Career AAFC statistics
- Games played: 4
- Interceptions: 1
- All-purpose yards: 2
- Stats at Pro Football Reference

= Lou Daukas =

American football player (1921–2005)

Louis James Daukas (July 4, 1921 – December 22, 2005) was an American football player who was a center for one season in the All-America Football Conference (AAFC) for the Brooklyn Dodgers. He played college football for the Cornell Big Red and also had a stint with the Detroit Lions of the National Football League (NFL). He additionally was a coach and became an attorney after his football career.

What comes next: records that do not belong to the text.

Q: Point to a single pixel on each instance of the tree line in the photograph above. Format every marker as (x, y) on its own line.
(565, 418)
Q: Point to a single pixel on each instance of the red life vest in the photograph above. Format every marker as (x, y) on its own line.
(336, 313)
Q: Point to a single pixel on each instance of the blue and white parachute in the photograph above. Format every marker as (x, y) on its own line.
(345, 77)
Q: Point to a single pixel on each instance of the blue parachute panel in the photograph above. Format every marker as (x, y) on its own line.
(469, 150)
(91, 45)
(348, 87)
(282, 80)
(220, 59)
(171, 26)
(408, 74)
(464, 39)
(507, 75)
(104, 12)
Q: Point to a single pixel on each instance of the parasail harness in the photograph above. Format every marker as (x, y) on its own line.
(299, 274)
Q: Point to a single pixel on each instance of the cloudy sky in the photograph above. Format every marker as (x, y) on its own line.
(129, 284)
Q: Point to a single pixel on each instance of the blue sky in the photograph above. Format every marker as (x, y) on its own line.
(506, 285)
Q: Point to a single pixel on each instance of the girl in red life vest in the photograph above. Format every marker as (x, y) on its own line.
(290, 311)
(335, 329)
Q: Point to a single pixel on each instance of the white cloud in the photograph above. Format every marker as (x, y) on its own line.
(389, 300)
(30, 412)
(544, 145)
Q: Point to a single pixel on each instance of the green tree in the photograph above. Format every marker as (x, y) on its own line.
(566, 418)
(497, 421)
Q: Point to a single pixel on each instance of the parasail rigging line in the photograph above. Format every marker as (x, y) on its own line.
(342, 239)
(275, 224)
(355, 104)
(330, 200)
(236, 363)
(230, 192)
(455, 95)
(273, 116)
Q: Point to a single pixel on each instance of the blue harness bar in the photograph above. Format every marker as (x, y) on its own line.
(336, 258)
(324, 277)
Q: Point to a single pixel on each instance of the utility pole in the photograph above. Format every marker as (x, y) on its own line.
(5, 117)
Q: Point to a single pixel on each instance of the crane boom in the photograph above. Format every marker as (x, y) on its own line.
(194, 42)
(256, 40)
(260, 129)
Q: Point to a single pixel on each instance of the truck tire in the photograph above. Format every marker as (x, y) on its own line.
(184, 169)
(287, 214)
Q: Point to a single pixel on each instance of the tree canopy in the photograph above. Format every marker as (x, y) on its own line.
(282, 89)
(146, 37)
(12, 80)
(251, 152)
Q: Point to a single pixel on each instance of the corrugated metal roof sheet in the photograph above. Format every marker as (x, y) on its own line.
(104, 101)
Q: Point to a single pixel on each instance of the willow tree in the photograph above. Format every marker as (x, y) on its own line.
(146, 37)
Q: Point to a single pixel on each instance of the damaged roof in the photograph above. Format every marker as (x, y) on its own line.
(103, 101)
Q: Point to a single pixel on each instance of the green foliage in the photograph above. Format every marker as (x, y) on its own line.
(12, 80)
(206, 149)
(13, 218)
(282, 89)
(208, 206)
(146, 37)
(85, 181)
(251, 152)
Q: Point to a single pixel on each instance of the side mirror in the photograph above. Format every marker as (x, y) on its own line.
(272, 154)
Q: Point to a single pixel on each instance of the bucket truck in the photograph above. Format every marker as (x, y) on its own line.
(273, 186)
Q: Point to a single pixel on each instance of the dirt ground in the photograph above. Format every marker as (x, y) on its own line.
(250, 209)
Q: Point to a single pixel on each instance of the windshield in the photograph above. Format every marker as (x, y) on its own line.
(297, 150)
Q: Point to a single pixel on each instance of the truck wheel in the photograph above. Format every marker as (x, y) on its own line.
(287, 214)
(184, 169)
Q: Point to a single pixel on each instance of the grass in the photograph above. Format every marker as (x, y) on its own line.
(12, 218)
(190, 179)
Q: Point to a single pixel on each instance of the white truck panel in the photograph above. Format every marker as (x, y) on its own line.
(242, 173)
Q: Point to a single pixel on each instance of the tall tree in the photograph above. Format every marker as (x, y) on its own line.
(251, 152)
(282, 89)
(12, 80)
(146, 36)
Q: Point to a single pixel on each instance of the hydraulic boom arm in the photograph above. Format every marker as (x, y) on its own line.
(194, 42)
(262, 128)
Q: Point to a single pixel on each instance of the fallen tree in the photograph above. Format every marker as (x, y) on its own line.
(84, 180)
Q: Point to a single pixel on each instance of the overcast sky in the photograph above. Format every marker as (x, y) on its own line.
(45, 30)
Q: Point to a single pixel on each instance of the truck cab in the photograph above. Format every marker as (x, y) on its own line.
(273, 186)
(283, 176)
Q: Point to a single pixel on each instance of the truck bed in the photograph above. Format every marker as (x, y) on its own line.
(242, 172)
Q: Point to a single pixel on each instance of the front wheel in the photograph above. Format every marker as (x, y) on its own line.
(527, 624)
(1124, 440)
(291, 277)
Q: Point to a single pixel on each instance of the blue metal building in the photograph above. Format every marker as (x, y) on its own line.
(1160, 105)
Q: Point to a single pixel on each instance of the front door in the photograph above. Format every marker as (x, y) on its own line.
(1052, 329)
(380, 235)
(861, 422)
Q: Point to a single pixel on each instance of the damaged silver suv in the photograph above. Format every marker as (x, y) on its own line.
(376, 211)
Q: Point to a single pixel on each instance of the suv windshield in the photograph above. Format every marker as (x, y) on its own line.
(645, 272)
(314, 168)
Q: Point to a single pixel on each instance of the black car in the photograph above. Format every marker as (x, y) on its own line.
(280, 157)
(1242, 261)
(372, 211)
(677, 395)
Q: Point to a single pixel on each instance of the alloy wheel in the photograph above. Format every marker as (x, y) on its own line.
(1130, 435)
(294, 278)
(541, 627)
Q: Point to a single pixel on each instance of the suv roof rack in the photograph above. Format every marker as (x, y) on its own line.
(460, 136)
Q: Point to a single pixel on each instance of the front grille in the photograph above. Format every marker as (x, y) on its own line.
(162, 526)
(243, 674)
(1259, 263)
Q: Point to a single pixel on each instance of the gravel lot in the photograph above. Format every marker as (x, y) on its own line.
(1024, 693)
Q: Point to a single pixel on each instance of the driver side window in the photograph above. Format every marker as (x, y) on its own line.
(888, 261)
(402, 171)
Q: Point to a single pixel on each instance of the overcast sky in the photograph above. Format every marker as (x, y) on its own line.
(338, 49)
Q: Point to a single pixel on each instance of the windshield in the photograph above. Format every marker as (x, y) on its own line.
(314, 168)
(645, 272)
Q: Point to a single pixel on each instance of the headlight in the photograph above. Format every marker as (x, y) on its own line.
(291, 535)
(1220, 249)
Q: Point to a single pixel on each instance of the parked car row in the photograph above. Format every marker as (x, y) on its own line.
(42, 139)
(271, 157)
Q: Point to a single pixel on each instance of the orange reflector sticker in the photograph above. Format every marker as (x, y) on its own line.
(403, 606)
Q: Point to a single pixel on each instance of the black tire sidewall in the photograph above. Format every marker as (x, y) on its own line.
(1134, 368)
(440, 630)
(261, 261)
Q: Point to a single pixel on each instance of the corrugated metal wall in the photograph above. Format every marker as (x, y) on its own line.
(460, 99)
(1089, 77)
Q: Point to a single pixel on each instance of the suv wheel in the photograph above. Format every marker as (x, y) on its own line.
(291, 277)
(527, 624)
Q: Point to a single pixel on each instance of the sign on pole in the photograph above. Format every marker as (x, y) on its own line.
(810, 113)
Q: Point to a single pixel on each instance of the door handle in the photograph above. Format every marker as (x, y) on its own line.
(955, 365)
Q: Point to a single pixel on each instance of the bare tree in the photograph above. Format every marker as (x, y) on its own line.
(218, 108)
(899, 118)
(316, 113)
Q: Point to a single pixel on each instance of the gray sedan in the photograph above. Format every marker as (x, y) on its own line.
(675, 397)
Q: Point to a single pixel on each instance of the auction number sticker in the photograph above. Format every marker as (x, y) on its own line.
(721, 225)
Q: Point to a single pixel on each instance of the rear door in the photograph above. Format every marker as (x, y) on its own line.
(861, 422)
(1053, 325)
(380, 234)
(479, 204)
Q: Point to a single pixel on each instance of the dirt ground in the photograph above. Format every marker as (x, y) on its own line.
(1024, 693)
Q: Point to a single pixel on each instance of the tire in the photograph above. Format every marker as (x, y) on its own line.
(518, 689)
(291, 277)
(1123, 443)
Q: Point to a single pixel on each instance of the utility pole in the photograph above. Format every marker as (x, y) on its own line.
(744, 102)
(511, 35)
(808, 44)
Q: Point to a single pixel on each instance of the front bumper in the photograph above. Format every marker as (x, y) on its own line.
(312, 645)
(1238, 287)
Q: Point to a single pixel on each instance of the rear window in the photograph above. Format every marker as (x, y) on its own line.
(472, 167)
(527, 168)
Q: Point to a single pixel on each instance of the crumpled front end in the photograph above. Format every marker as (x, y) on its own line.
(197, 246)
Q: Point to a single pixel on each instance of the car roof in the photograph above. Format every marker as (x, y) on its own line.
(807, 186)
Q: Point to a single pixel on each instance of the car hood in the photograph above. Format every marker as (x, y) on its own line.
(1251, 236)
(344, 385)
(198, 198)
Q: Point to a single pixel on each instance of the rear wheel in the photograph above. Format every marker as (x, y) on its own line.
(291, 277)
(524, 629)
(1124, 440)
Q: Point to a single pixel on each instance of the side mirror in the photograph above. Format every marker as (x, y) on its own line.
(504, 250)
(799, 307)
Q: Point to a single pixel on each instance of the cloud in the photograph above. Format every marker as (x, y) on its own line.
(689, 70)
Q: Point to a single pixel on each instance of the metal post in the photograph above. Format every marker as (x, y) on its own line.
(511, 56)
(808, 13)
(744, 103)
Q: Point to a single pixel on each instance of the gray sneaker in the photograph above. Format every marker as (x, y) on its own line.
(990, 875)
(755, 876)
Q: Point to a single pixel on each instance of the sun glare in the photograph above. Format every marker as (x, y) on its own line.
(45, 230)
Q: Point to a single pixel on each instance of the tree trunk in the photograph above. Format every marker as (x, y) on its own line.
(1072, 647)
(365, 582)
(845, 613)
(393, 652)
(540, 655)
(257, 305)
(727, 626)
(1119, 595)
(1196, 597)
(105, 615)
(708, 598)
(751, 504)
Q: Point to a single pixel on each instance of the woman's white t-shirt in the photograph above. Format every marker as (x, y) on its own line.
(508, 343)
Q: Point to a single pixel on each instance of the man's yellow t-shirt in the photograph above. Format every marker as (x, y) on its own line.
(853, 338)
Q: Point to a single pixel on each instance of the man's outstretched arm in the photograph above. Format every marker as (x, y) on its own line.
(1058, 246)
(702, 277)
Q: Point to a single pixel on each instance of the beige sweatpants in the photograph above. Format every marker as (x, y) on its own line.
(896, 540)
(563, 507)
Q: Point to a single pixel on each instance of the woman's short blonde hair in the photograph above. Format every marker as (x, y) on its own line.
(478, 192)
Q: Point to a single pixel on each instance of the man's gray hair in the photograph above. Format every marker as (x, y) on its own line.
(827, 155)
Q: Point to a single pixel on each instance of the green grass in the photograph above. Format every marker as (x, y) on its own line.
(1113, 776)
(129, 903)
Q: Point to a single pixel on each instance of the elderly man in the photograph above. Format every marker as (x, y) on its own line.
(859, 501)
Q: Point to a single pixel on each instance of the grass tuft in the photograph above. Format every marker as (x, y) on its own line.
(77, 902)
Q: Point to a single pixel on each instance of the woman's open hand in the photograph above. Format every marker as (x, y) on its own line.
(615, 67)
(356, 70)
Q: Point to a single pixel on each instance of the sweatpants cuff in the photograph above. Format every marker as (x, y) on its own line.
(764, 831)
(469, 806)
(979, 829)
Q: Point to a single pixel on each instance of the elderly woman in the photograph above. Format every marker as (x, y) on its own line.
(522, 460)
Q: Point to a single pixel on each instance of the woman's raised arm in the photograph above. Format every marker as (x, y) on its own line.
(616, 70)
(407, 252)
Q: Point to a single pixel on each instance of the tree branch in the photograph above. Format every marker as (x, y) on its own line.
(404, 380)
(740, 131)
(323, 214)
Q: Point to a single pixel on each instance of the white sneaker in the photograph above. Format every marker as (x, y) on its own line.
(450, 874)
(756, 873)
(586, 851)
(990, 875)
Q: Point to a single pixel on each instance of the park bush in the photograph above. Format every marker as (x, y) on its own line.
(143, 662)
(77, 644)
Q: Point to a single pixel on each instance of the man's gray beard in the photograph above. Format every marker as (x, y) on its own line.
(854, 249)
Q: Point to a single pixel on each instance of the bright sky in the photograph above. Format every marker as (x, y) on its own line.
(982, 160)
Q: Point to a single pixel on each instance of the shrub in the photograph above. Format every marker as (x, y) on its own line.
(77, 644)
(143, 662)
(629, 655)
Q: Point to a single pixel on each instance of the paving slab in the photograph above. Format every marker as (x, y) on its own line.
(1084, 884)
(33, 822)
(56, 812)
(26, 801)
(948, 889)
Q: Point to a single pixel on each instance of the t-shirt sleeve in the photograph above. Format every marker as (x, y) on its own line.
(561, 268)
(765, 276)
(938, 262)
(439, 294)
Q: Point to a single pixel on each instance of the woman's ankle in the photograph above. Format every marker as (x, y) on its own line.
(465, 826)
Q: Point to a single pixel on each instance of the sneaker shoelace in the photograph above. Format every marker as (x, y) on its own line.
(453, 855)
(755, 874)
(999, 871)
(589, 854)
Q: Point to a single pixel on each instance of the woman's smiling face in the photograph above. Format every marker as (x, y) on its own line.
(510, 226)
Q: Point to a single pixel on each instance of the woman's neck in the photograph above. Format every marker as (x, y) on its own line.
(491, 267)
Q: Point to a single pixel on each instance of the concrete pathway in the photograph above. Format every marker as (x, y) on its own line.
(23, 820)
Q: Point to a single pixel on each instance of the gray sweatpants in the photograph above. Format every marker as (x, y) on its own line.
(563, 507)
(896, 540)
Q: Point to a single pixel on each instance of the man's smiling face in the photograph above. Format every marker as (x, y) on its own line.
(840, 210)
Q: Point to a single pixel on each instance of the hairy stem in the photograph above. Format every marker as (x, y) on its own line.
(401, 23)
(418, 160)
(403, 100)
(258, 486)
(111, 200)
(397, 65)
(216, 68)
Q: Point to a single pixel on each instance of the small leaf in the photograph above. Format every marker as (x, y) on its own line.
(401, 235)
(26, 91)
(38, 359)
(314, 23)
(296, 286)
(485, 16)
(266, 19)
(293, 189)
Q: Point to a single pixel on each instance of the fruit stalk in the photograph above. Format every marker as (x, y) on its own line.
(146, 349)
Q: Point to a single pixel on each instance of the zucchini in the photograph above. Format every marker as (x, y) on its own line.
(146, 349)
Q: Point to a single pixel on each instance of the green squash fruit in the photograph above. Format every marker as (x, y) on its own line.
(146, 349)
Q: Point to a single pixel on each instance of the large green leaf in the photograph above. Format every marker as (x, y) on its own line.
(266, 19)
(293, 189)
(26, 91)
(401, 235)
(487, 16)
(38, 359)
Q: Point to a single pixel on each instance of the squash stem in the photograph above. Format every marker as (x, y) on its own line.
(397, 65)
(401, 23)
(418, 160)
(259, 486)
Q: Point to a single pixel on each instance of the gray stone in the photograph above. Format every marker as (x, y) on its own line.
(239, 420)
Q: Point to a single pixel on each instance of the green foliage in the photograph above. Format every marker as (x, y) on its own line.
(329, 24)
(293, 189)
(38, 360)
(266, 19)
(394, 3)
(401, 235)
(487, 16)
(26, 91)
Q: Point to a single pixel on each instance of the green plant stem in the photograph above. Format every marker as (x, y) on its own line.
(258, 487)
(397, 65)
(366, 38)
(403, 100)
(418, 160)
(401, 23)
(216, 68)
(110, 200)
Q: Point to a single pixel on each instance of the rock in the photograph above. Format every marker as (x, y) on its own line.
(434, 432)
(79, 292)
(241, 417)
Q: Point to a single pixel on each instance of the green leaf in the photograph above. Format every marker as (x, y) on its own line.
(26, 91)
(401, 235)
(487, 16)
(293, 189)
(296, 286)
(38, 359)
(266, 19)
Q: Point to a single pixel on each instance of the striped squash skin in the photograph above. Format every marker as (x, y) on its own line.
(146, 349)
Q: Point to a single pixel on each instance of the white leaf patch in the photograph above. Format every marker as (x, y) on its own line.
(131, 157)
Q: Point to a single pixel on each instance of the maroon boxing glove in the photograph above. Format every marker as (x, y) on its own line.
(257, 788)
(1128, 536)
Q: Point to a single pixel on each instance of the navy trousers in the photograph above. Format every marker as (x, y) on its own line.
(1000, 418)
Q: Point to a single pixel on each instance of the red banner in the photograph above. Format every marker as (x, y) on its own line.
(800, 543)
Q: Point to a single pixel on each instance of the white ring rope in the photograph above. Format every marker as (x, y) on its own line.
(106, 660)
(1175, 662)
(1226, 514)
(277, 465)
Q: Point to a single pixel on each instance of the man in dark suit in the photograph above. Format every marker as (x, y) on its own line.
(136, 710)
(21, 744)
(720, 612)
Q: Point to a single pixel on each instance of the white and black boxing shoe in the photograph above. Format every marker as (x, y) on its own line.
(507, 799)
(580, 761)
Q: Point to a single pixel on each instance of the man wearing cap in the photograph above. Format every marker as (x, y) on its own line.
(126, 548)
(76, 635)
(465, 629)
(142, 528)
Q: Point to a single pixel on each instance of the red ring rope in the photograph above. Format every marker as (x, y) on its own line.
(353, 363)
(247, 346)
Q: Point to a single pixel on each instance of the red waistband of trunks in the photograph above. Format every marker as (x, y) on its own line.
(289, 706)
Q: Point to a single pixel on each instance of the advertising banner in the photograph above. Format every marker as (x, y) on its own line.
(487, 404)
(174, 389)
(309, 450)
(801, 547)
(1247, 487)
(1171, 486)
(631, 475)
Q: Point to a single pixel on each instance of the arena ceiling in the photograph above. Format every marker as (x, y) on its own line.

==Early life and education==
Daukas was born on July 4, 1921, in Nashua, New Hampshire. He first attended Nashua High School, playing football and baseball, being team captain in the former. He later attended Cushing Academy in Ashburnham, Massachusetts. After graduating from high school, Daukas enrolled at Cornell University, playing on the freshman football team in 1940 while serving as team captain. He saw his first varsity action in 1941, playing quarterback and center. The Ithaca Journal described him as being able to play "quarterback effectively". In the seventh game of the season, against Dartmouth, Daukas was lined up against his brother Nick, who played as a lineman for the opposing team.

Daukas earned his second football varsity letter in 1942. In week eight, he was matched up against his brother for the second time in his career. At the end of the season, Daukas was elected co-captain for the 1943 season. However, Meredith R. Cushing ended up serving as captain that year, as Daukas was called to serve in the United States Army for World War II. While in the army, he played and coached for the Fort Warren, Wyoming, football team, leading them to "one of the best records in the Rocky Mountains", according to the Nashua Telegraph. By the time Daukas was discharged in 1946, he had reached the rank of first lieutenant.

Daukas returned to the Cornell football team in 1946, for his senior season. At the end of the year, he was named honorable mention All-American by the Associated Press (AP). He was also selected to the Eastern College Football All-Star team, which played the New York Giants in an exhibition match. In addition to playing football, Daukas also played baseball at Cornell for two seasons, earning letters in 1942 and 1947.

==Professional career==
Daukas was not selected in either the 1947 NFL draft or the 1947 AAFC Draft, but was given a contract as an undrafted free agent with the Detroit Lions in the NFL, although he did not make the final roster with them. Following the fourth game of the 1947 AAFC season, the Brooklyn Dodgers, attempting to "bolster their [injury-]riddled squad," signed Daukas on September 26. The move united him with his brother Nick, who was also a member of the Dodgers. In a game against the New York Yankees, Daukas recorded a one-yard interception return. He finished the season with four games played, one interception return for one yard, and one kickoff return for one yard, as the Dodgers ended the year with a record of 3–10–1.

Before the 1948 AAFC season, Daukas assisted in coaching the centers at the University of Miami. He was released by the Dodgers in August of that year, and finished his professional career with a total of four games played, one interception for one yard and one kick return for one yard. In 1949, Daukas served as the head coach of the newly-formed Long Island Lions.

==Later life and death==
After his football career, Daukas earned a law degree from St. John's University School of Law and became an attorney. He served as the Vice President and Legal Counsel at Pratt & Whitney over a period of 30 years. He married Janet Buhsen in 1960 and had four children with her. Daukas died on December 22, 2005, at the age of 84, in Glastonbury, Connecticut.

Daukas was inducted into the Nashua High School Athletic Hall of Fame and the Cornell University Athletic Hall of Fame, the latter in 1994.